Hence, the inner loop iterates an average of n/2 times.
Hence, if(a[j] > a[j+1]) is evaluated approximately n * n/2 times. Or n²/2 times. And for Big-O notation, we only care about the largest polynomial and none of the factors in front of it. Hence, O(N²) is the running time. Best, worst, and average.
I get O(n^2 logn) as output of the following code. Yet I am unable to understand why?
int unknown(int n) {
int i, j, k = 0;
for (i = n / 2; i <= n; i++)
for (j = 2; j <= n; j = j * 2)
k = k + n / 2;
return k;
}
A fixed constant starting point will make no difference to the inner loop in terms of complexity.
Starting at two instead of one will mean one less iteration but the ratio is still a logarithmic one.
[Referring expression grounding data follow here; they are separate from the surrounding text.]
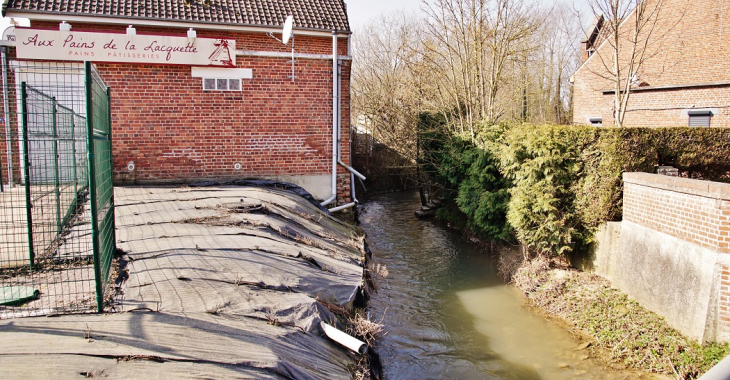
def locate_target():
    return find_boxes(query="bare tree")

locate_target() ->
[524,4,582,124]
[351,0,583,157]
[351,12,426,160]
[583,0,672,127]
[421,0,540,138]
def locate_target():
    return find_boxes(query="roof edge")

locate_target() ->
[573,5,639,78]
[4,9,352,36]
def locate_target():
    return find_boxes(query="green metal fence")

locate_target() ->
[0,61,115,317]
[21,84,88,268]
[86,62,116,311]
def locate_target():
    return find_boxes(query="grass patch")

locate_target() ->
[513,256,730,379]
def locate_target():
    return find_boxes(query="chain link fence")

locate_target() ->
[0,59,115,317]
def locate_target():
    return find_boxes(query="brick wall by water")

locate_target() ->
[722,268,730,332]
[623,173,730,333]
[623,173,730,253]
[28,21,352,202]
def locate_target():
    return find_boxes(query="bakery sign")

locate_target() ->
[14,28,236,67]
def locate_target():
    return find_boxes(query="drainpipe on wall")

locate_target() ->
[323,32,367,212]
[321,31,339,207]
[329,52,365,213]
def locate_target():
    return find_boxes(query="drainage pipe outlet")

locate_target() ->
[320,321,367,354]
[328,202,355,213]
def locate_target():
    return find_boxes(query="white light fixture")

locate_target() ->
[126,25,136,35]
[59,21,71,31]
[187,28,197,44]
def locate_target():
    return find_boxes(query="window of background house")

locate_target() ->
[688,110,712,127]
[589,117,602,127]
[202,78,242,91]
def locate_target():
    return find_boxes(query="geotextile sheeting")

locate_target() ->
[0,185,366,379]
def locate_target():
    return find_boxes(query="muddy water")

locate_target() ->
[360,191,661,380]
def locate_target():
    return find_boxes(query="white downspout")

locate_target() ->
[321,31,338,207]
[329,47,366,213]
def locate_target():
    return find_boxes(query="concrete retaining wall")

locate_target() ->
[591,173,730,343]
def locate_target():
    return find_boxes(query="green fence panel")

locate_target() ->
[1,61,114,317]
[85,62,116,313]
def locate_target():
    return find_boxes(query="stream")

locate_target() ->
[359,190,663,380]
Think in terms of what happens when you double n. This adds one more iteration to that loop regardless of whether you start at one or two. Hence it's O(log N) complexity.
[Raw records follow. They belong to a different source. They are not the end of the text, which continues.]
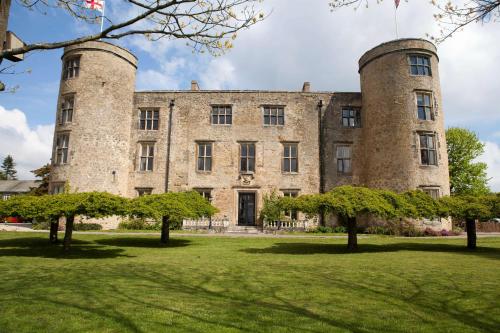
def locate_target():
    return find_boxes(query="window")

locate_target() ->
[282,191,298,220]
[283,143,298,173]
[211,105,232,125]
[421,187,440,200]
[341,107,361,127]
[263,106,284,126]
[136,188,152,196]
[195,188,212,202]
[55,133,70,165]
[416,92,434,120]
[63,57,80,79]
[51,183,65,194]
[140,143,155,171]
[60,96,74,125]
[336,146,351,174]
[139,109,159,130]
[419,133,437,166]
[240,143,255,173]
[409,55,432,76]
[197,142,212,172]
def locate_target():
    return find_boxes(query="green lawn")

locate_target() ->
[0,232,499,333]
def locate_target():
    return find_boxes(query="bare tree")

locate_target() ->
[329,0,500,43]
[0,0,265,61]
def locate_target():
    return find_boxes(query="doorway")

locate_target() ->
[238,192,256,226]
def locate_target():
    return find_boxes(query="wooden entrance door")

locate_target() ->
[238,193,256,226]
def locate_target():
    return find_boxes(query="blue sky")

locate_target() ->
[1,0,499,190]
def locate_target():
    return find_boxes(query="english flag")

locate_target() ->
[395,0,400,8]
[84,0,104,12]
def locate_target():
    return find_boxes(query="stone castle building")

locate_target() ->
[49,38,450,229]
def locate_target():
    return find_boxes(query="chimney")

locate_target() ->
[302,82,311,92]
[191,80,200,91]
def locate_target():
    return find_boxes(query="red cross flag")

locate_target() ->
[84,0,104,12]
[395,0,400,8]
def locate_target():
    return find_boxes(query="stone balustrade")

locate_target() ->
[263,218,318,231]
[182,217,231,230]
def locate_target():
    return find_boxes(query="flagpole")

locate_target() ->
[394,4,399,39]
[100,1,105,34]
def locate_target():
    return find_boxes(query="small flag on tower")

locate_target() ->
[395,0,400,8]
[84,0,104,12]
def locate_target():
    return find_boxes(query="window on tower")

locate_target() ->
[419,133,438,166]
[282,143,298,173]
[416,92,434,120]
[63,57,80,80]
[336,146,352,174]
[211,105,232,125]
[240,142,256,173]
[263,106,285,126]
[409,55,432,76]
[60,95,74,125]
[55,133,70,165]
[197,142,212,172]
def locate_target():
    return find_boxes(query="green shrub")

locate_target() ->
[73,223,102,231]
[309,226,346,233]
[365,226,392,235]
[118,218,159,230]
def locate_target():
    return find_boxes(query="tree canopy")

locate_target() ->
[446,127,489,195]
[0,0,265,61]
[329,0,500,43]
However, you should keep in mind that the outer loop is an O(N) one since the number of iteratations is proportional to N. That makes the function as a whole O(N log N), not the O(N2 log N) you posit.
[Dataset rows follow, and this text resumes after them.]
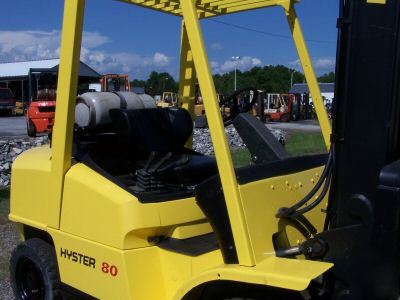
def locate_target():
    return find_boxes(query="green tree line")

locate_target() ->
[131,68,334,96]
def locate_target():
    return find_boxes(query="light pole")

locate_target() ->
[290,70,295,89]
[231,56,240,91]
[163,77,168,92]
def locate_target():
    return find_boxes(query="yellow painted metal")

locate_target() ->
[60,163,208,249]
[159,246,223,299]
[239,165,328,263]
[179,22,197,120]
[119,0,296,19]
[284,3,331,149]
[181,0,255,267]
[174,256,332,299]
[50,0,85,228]
[9,0,337,298]
[170,221,212,239]
[48,228,166,300]
[179,21,197,148]
[9,146,52,230]
[367,0,386,3]
[48,227,224,300]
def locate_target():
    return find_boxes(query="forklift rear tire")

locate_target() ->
[10,238,62,300]
[27,120,36,137]
[280,113,290,122]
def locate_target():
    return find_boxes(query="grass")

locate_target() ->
[231,132,326,167]
[285,132,326,156]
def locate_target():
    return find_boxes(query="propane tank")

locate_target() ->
[75,92,156,127]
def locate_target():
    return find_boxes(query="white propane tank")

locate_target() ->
[75,92,156,127]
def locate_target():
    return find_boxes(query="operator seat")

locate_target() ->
[109,107,218,198]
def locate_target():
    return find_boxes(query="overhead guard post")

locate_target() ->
[180,0,255,266]
[284,1,331,149]
[179,21,197,148]
[50,0,85,228]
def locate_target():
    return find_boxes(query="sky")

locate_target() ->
[0,0,338,80]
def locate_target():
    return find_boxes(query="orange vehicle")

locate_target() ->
[26,89,56,137]
[264,93,299,122]
[99,74,130,92]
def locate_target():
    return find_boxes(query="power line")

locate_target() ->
[205,19,336,44]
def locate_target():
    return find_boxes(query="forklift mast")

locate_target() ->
[332,0,400,227]
[324,0,400,298]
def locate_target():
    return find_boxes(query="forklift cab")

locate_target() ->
[9,0,333,298]
[9,0,400,299]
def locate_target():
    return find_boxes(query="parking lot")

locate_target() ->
[0,116,321,138]
[0,116,26,137]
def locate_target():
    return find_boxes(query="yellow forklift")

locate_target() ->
[156,92,179,108]
[8,0,400,299]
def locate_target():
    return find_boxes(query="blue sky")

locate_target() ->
[0,0,338,79]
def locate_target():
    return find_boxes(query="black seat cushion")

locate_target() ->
[110,107,193,157]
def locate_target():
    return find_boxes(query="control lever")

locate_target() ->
[158,155,189,172]
[150,152,173,173]
[144,151,157,172]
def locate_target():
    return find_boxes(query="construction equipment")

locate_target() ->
[89,74,131,92]
[12,101,25,116]
[9,0,400,299]
[156,91,179,107]
[26,89,57,137]
[264,93,293,122]
[194,92,224,128]
[0,88,17,114]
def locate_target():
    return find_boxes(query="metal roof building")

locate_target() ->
[0,59,101,101]
[0,59,61,79]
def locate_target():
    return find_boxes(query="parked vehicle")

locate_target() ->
[0,88,17,114]
[156,92,179,107]
[264,93,290,122]
[263,93,301,122]
[26,89,56,137]
[11,0,400,299]
[12,101,25,116]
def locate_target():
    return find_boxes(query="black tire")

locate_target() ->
[280,113,290,122]
[27,119,36,137]
[10,238,62,300]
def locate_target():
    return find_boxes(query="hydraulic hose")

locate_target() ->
[276,145,334,218]
[276,144,335,219]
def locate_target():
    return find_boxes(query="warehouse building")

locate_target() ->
[290,82,335,103]
[0,59,101,102]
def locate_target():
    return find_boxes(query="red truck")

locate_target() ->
[26,89,56,137]
[0,88,17,114]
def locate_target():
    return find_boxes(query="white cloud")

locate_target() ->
[210,42,223,51]
[212,56,262,74]
[153,52,170,67]
[0,30,172,78]
[290,57,336,71]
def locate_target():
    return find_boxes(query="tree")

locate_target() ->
[131,71,178,96]
[318,72,335,83]
[213,65,305,95]
[131,79,146,88]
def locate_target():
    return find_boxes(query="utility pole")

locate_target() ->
[290,70,295,89]
[231,56,240,91]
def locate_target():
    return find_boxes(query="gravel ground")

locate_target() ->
[0,203,19,300]
[193,125,285,155]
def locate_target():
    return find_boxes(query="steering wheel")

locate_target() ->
[219,87,259,126]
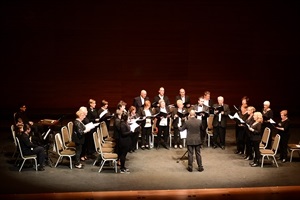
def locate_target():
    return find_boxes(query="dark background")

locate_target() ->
[1,0,299,122]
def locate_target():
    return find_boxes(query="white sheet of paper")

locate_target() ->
[85,122,98,130]
[130,122,140,132]
[180,130,187,139]
[99,109,108,119]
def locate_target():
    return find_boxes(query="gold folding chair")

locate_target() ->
[11,124,19,159]
[206,115,214,147]
[100,121,115,142]
[260,134,280,168]
[288,142,300,162]
[54,133,76,169]
[92,132,114,166]
[61,126,76,150]
[259,127,271,150]
[15,137,38,172]
[97,127,116,148]
[169,118,174,147]
[92,132,118,173]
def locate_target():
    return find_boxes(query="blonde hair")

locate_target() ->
[76,109,86,118]
[254,111,263,123]
[280,110,288,117]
what is run time in function exe:log(n)
int fun(int n) {
int count = 0;
for (int i = n; i > 0; i /= 2)
for (int j = 0; j < i; j++)
count += 1;
return count;
}
It's not O(log n), but it is O(n). You can think about it like this: Each run of the outer loop sends the remaining data (originally n) into the inner loop for processing, and then removes one half of it. The inner loop is clearly linear in the data it processes.
At first iteration, the outer loop sends the whole n into the inner loop, which "pays" n steps for processing it.
At the second iteration, there is n / 2 data left, so the innter loop pays n / 2 for it; it has payed 1.5n in total.
At the next iteration, there is n / 2 / 2 == n/4 data left, for which the inner loop pays an extra n/4, so 1.75n in total.
And so on, until the entire n has been paid for twice, so the cost is 2n, which is O(n), actually even ϴ(n).
The complexity would be
O(n)
For example suppose we take n=32
so for various iterations the number of times loop will run is
32,16,8,4,2,1
So on adding it will be 63 which is the total number of times loop ran
and that is 2*n-1
Mathematically ,for any value which it is a G.P Sum where the series is like n,n/2,n/4,n/8......1
suppose we take n=32 again
then
sum = a * (1-r^nof)/(1-r) = 32 * (1-(1/2)^5)/(1-(1/2)) = 63
where nof(number of times outer loop ran)=5 is log2n, a=32, r=(1/2)
for any number it will be less than 2*n
The Time Complexity of your code is O(n) only.
void mystery2 (int n)
{
int i;
for (i = 1; i <= n; i++) {
double x = i;
double delta = 1 / (double)i;
while ( x > 0 )
x -= delta;
}
return 0;
}
How to determine the time complexity of this program using tracking tables like here http://pages.cs.wisc.edu/~vernon/cs367/notes/3.COMPLEXITY.html#application and not by guessing?
For each iteration, initially you have x=i, then x is decremented by 1/i each time. So this will be repeated i/(1/i)==i^2 times.
So, for each iteration of for(i=1;i<n;++i), the inner part has a complexity of O(i^2). As i grows from 1 to n it's just like adding (1^2+2^2+3^2+...+n^2), which is roughly n^3/6. Thus it's O(n^3).
Outer loop(for) Inner Loop
I=1 1
I=2 4
I=3 9
... ..
I=N N^2
TOTAL_ ~N^3/6
This is relatively straightforward: you need to determine how many times each of the two nested loops executes, and considering the complexities together.
The outer loop is a trivial for loop; it executes n times.
The inner loop requires a little more attention: it keeps subtracting 1/i from i until it gets to zero or goes negative. It is easy to see that it takes i iterations of the while loop to subtract 1 from x. Since x is initially set to i, the total time taken by the inner loop is i^2.
The total is, therefore, a sum of x squared, for x between 1 and n.
Wolfram Alpha tells us that the answer to this is n*(n+1)*(2n+1)/6
This expands to n^3/3 + n^2/2 +n/6 polynomial, which has the complexity of O(n^3).